Entah berapa banyak pengarang merasa nyaman berlindung di balik nama pena. Mereka tidak mempublikasi karya dengan label nama sesuai KTP. Bagi pembaca, itu bukan masalah berarti. Sedangkan bagi si pengarang, itu kenyamanan besar.
Jangankan pengarang (penulis fiksi) bahkan penulis pun (pembuat naskah nonfiksi) mencari-cari nama baru untuk identitas mereka di dalam kover buku.
Saya pun menggunakan nama ANANG YB sebagai nama pena. Bukan nama asli tentu saja meski teman lama masih mengenalinya karena nama pesa saya itu tetap memuat nama panggilan asli saya.
Berbeda dengan industri rekaman, nama alias atau nama artis itu seolah mutlak. Seringkali nama artis bahkan dibuatkan oleh produser rekaman.

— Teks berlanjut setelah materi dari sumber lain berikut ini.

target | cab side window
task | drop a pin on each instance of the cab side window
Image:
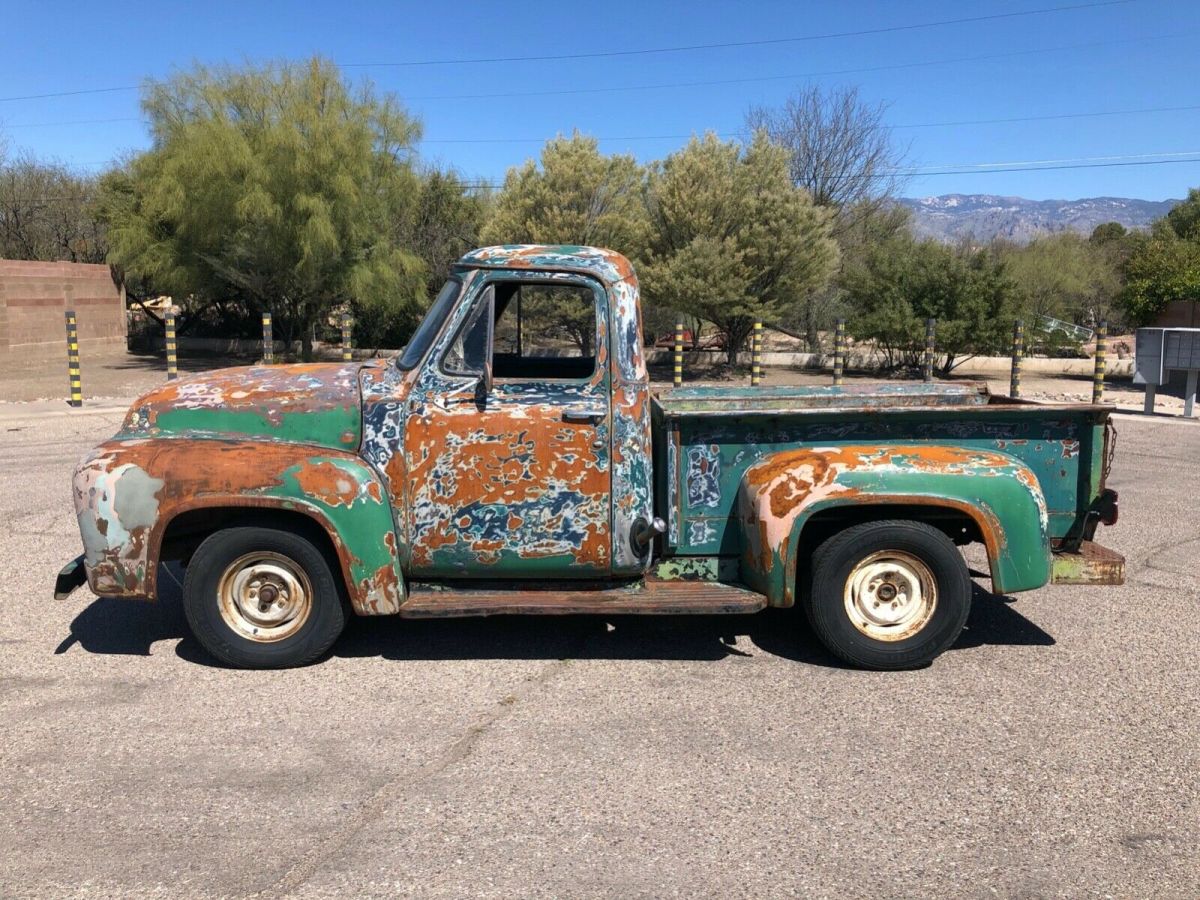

Sedangkan di dalam dunia perbukuan, kehendak mengganti atau menyembunyikan nama asli tumbuh dari keinginan si pengarah itu sendiri.
Nama pena tak selalu berbeda jauh dengan nama asli. Terkadang masih mudah ditebak siapa nama dia sebenarnya. Atau si pengarang sekadar menyingkat namanya menjadi akronim. Ada juga pengarang yang benar-benar memakai nama baru.